Podemos dizer que o Brasil está tendo hoje um papel importante nessas pesquisas?
Não sou de forma alguma um especialista no que está acontecendo aqui, mas minha impressão como alguém de fora é que, apesar de toda a turbulência política e dos muitos desafios do país, o que está acontecendo é que o Brasil é um dos lugares mais dinâmicos do mundo nesses tipos de questões. E também estou ciente de que no Brasil há muitos jovens indígenas entrando nas universidades e se tornando arqueólogos e antropólogos, o que não está acontecendo em todos os lugares. Isso é emocionante. Vai transformar a nossa compreensão da História, não apenas nessa região, mas em todo o mundo.
No Brasil há muitos jovens indígenas entrando nas universidades e se tornando arqueólogos e antropólogos, o que não está acontecendo em todos os lugares. Isso é emocionante. Vai transformar a nossa compreensão da História, não apenas nessa região, mas em todo o mundo.
Como essas descobertas que vocês evidenciam afetam o que sabemos sobre a democracia e suas origens?
Tendemos a pensar na democracia como algo que os europeus trouxeram para o resto do mundo. Costuma-se dizer que houve muita violência no processo da colonização europeia do globo, mas que, bem, pelo menos os europeus trouxeram a democracia, a industrialização e essas outras características da vida moderna. Isso simplesmente não é verdade. Temos uma descrição detalhada de uma cidade indígena no México que foi descoberta pelos conquistadores liderados por Hernán Cortés, no século 16, a caminho da capital do Império Asteca, onde, é claro, eles venceriam a batalha e assumiriam o controle de Tenochtitlán. Como esse pequeno grupo de aventureiros espanhóis fez isso? Formando uma aliança com outra cidade, chamada Tlaxcala. Exceto que Tlaxcala não era um reino. Temos descrições do próprio Cortés, enviadas para o rei da Espanha, e também muitos outros relatos de que Tlaxcala realmente tinha um parlamento urbano onde não havia reis. Eles tomariam decisões por meio do debate e do consenso. E, no final, eles concordam em enviar um grande número de guerreiros de Tlaxcala com os espanhóis para Tenochtitlán. É por isso que os espanhóis são capazes de derrotar os astecas, que é realmente o evento fundador do imperialismo ocidental moderno. E sempre nos dizem que esta é basicamente uma história sobre Armas, Germes e Aço, como o título do famoso livro de Jared Diamond, mas o que as pessoas não sabem é que isso é também, em grande parte, o resultado dessas deliberações que aconteceram em uma democracia urbana indígena, em uma altura em que democracias como essa eram quase inéditas na Europa. Portanto, elas estavam à nossa frente se encararmos a democracia como um valor progressista em populações de grande escala. E é também um exemplo importante, porque mostra que a democracia e o igualitarismo existiam em grande escala na vida indígena, não foram algo trazido pelas civilizações europeias.

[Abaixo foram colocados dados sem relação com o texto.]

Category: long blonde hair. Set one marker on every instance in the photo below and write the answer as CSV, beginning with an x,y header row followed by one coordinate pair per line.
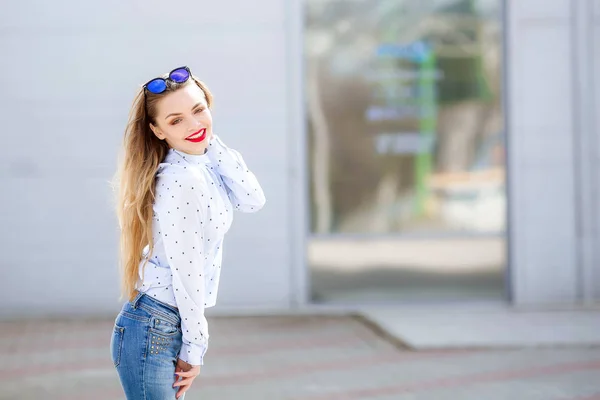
x,y
134,181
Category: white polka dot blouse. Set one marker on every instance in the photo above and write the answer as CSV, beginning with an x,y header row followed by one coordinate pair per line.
x,y
195,196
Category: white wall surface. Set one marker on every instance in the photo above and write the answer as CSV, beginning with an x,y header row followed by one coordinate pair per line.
x,y
541,152
68,75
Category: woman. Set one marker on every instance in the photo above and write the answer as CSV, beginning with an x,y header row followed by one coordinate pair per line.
x,y
178,184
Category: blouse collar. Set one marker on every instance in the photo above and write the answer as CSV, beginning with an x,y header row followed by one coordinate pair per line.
x,y
195,159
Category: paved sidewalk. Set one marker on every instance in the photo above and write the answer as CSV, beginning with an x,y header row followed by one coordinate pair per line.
x,y
295,358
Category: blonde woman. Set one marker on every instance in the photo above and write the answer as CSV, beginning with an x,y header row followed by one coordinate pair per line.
x,y
178,185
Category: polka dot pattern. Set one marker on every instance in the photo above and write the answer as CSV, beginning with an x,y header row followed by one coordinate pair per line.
x,y
195,196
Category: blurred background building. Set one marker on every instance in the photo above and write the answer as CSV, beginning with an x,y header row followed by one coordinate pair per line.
x,y
410,150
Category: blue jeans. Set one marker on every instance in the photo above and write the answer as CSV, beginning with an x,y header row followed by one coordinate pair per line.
x,y
144,346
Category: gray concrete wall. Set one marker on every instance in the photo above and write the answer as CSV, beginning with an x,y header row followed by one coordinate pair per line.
x,y
68,76
541,152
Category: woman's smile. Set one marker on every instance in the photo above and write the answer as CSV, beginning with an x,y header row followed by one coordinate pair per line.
x,y
200,138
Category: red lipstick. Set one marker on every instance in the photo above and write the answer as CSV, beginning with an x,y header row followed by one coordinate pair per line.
x,y
199,138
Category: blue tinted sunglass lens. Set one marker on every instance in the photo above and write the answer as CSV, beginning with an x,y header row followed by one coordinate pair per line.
x,y
156,86
180,75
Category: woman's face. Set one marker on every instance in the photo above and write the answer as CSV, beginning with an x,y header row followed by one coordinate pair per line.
x,y
183,119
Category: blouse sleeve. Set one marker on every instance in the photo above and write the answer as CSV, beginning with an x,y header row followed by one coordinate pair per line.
x,y
181,218
243,189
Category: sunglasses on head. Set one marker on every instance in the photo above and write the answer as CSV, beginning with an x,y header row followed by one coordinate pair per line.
x,y
159,85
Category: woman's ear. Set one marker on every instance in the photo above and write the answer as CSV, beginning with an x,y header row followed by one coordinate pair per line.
x,y
157,132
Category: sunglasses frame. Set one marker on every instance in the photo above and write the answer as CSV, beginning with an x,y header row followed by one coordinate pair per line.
x,y
168,78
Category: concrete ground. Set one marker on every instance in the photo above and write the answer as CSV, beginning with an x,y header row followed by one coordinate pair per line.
x,y
296,357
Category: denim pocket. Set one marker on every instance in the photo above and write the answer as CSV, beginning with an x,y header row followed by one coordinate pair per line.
x,y
116,343
163,327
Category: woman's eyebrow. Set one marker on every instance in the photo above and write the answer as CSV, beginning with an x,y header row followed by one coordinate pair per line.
x,y
195,105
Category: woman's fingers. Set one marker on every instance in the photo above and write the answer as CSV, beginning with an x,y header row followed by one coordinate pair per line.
x,y
184,381
182,390
186,373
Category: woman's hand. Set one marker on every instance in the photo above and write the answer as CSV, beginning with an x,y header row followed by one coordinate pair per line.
x,y
187,372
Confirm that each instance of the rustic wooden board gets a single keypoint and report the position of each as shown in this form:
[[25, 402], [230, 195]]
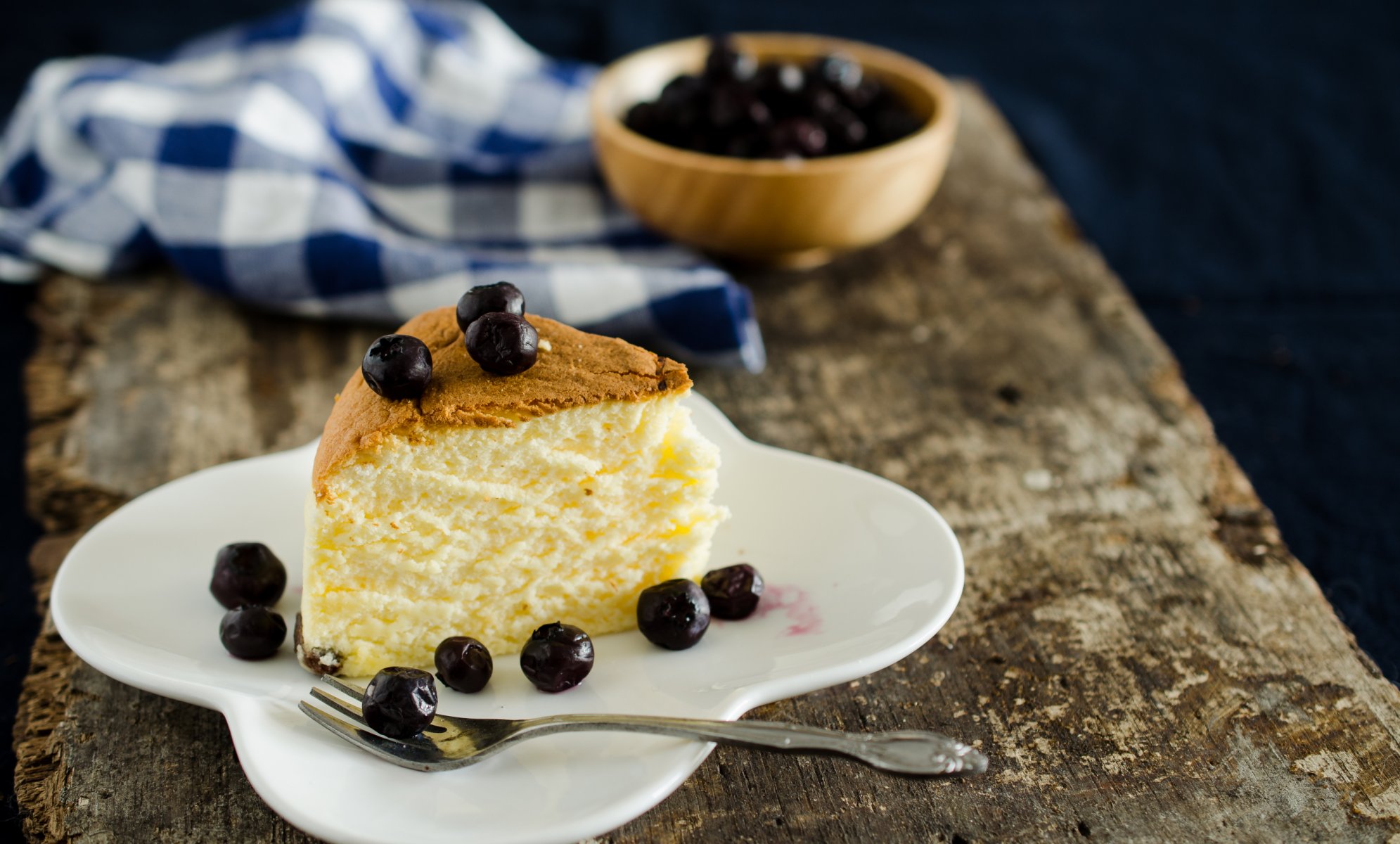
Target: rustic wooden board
[[1136, 650]]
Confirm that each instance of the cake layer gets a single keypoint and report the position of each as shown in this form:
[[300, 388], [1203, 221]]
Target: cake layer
[[574, 370], [493, 531]]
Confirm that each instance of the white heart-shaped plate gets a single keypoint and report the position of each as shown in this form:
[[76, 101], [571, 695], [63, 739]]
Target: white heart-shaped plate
[[860, 573]]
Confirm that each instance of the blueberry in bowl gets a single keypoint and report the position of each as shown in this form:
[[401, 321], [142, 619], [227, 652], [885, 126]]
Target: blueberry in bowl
[[698, 153]]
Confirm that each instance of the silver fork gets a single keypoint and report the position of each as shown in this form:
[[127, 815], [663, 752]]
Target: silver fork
[[451, 742]]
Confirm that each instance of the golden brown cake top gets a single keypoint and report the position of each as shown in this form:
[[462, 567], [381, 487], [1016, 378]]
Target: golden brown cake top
[[574, 369]]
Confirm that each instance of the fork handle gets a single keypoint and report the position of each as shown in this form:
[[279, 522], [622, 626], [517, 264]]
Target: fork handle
[[902, 752]]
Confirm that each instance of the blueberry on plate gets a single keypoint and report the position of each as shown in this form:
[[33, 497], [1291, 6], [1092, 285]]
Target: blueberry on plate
[[674, 615], [464, 664], [503, 343], [501, 297], [247, 573], [733, 591], [399, 702], [252, 632], [558, 657], [398, 367]]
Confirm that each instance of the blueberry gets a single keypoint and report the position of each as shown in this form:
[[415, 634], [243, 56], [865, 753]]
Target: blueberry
[[644, 120], [679, 93], [731, 107], [733, 591], [845, 132], [399, 702], [464, 664], [864, 94], [795, 136], [489, 298], [728, 63], [674, 615], [503, 343], [783, 77], [252, 632], [247, 573], [398, 367], [837, 70], [558, 657], [892, 124]]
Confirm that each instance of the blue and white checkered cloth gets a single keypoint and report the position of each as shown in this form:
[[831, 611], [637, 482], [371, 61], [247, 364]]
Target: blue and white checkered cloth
[[352, 158]]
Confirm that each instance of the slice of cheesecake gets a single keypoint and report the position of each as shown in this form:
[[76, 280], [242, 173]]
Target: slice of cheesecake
[[496, 504]]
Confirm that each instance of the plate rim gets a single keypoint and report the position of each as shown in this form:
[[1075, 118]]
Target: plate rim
[[230, 702]]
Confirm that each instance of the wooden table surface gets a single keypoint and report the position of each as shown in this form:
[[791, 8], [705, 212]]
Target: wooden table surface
[[1136, 650]]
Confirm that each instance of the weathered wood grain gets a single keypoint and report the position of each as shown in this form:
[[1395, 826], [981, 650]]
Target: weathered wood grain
[[1136, 650]]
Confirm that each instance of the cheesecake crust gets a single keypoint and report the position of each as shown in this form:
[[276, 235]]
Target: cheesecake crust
[[574, 369]]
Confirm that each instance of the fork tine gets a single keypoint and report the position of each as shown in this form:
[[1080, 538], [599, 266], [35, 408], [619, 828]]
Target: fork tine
[[343, 688], [408, 756], [347, 710]]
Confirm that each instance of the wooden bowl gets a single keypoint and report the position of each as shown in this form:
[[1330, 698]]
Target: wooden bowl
[[778, 213]]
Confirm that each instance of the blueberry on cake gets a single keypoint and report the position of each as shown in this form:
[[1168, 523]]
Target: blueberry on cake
[[492, 504]]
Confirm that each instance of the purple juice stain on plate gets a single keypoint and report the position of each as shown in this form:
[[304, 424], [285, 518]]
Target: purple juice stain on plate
[[804, 619]]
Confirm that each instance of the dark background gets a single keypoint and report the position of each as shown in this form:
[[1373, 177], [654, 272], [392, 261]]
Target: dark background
[[1238, 164]]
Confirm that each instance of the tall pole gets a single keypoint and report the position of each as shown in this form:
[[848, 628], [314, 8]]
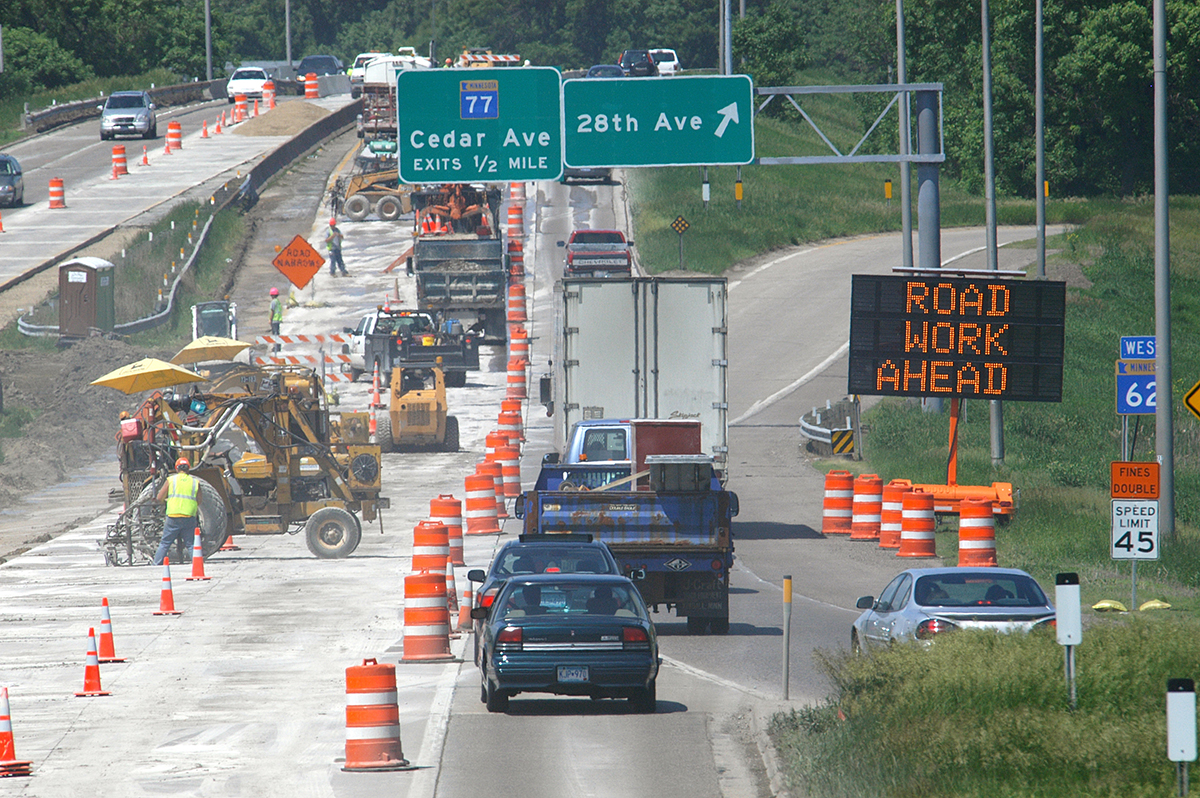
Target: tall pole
[[1164, 426], [905, 149], [1039, 114], [208, 40]]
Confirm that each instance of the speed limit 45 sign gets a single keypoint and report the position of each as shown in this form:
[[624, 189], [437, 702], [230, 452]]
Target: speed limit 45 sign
[[1134, 529]]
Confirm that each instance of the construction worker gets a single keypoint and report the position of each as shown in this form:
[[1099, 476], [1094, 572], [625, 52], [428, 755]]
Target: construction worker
[[334, 244], [276, 315], [180, 492]]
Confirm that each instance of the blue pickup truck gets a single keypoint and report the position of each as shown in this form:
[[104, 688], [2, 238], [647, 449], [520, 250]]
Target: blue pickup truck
[[669, 527]]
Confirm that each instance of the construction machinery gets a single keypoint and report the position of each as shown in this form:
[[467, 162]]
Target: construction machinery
[[417, 415], [270, 456]]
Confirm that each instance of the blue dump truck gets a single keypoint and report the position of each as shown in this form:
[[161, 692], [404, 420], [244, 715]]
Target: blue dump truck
[[669, 526]]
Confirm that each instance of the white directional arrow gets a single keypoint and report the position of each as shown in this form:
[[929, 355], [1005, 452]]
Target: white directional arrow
[[731, 114]]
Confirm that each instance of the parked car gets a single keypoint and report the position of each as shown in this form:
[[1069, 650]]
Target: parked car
[[575, 635], [637, 64], [605, 71], [247, 81], [666, 61], [127, 113], [318, 65], [923, 603], [565, 553], [12, 185]]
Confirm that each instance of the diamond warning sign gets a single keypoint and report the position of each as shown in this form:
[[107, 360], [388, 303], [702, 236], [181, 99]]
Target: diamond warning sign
[[299, 262]]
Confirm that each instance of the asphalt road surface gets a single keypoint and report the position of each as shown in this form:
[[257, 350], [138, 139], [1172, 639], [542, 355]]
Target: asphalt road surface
[[243, 694]]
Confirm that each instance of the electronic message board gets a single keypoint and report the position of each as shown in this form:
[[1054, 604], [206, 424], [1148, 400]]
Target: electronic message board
[[965, 337]]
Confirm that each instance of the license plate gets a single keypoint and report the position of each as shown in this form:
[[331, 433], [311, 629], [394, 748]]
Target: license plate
[[573, 673]]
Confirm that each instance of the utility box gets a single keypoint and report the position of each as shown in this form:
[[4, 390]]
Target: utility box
[[87, 298]]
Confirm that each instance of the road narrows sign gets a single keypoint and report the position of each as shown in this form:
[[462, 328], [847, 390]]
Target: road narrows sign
[[299, 262]]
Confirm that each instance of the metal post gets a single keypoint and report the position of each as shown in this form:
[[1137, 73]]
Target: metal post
[[1041, 159], [905, 145], [787, 631], [929, 211], [1164, 425]]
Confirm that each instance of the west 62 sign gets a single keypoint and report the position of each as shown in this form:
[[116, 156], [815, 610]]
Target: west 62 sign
[[957, 337]]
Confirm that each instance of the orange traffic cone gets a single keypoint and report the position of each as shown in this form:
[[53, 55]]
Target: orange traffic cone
[[9, 763], [198, 559], [107, 651], [167, 600], [91, 671]]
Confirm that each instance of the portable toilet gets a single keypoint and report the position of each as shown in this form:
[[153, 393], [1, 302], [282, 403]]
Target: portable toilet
[[87, 298]]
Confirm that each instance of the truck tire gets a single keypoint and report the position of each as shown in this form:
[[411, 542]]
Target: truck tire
[[451, 441], [389, 209], [383, 433], [357, 208], [331, 533]]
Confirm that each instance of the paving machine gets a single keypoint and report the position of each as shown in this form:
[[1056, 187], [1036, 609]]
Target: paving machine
[[270, 456]]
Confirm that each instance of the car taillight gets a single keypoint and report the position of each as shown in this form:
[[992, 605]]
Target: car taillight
[[509, 639], [635, 637], [931, 627]]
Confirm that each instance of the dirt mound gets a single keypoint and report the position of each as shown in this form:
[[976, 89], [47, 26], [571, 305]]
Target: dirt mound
[[75, 423], [286, 119]]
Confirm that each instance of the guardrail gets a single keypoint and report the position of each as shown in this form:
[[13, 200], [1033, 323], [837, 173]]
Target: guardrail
[[72, 112]]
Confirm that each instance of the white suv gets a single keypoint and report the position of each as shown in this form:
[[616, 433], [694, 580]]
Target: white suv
[[666, 60]]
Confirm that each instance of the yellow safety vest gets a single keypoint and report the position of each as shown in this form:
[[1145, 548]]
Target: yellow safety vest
[[181, 492]]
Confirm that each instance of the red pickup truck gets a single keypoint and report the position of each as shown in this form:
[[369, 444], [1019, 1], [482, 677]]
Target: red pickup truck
[[598, 253]]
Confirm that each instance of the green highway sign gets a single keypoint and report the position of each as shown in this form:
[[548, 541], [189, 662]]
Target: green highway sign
[[695, 120], [479, 124]]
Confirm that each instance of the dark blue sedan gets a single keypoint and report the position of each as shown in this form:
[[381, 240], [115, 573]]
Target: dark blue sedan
[[568, 634]]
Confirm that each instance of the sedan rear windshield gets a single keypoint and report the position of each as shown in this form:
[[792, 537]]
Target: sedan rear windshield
[[976, 589]]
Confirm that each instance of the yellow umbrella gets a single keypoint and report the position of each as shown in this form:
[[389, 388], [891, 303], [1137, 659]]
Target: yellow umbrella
[[147, 375], [209, 347]]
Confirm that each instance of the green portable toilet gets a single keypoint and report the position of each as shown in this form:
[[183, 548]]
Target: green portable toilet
[[87, 298]]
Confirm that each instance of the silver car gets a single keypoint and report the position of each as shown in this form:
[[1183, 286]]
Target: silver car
[[129, 113], [923, 603], [12, 185]]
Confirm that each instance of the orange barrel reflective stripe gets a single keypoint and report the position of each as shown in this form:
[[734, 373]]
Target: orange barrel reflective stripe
[[892, 513], [426, 617], [431, 547], [865, 517], [977, 533], [372, 719], [917, 526], [480, 505], [839, 503]]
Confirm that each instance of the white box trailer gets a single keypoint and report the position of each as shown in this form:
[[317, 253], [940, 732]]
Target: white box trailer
[[643, 347]]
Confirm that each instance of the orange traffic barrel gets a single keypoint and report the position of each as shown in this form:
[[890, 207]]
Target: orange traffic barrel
[[479, 510], [977, 533], [864, 522], [839, 503], [516, 221], [120, 166], [516, 304], [426, 617], [58, 196], [917, 526], [519, 342], [496, 472], [516, 381], [510, 469], [372, 719], [447, 510], [431, 547], [892, 513], [174, 136]]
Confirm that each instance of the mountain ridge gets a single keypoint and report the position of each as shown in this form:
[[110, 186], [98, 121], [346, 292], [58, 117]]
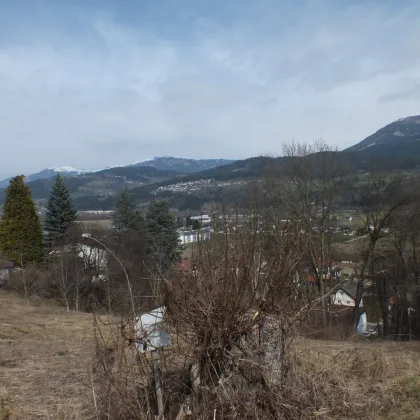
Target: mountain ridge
[[178, 164]]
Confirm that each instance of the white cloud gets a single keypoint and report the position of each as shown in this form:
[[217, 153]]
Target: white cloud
[[233, 85]]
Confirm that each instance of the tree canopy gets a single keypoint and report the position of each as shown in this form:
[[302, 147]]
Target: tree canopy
[[125, 217], [61, 214], [163, 235], [20, 227]]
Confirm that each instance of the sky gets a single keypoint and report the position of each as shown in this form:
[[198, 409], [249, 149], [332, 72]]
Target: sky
[[95, 83]]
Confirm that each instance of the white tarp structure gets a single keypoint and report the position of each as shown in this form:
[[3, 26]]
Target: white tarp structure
[[149, 332], [362, 324]]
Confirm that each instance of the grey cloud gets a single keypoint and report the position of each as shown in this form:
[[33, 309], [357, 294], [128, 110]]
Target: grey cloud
[[230, 90]]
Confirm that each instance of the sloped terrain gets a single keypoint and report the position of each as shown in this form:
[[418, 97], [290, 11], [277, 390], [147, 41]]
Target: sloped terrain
[[44, 361]]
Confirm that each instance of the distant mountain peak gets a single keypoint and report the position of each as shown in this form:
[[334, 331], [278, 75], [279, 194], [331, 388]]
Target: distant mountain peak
[[401, 137]]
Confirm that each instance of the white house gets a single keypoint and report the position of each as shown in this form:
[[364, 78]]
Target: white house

O quão importante é quebrar essa narrativa eurocêntrica e decolonizar a História?
Eu ensino em uma grande universidade em Londres e tenho um grupo de alunos que vêm de origens muito diferentes. Alguns mais privilegiados, outros são os primeiros da família a ter Ensino Superior. Acho que você se refere à narrativa ocidental, que simplesmente não faz mais sentido nesse ambiente diverso. Achar que todas as descobertas importantes para a civilização moderna aconteceram apenas na Europa como parte de uma herança única da Grécia antiga não faz mais sentido, além de, basicamente, não ser correto, porque exclui muitas pessoas que não se encontram na própria História. Onde está minha História? Onde está minha família? Penso que encontrar o caminho dessas respostas tem efeito na sociedade em geral, no sentimento das pessoas de que são capazes de contribuir para a sociedade. A História nunca está apenas no passado. Nós a fazemos agora.
De que maneira essa reconstrução histórica pode afetar o futuro da humanidade?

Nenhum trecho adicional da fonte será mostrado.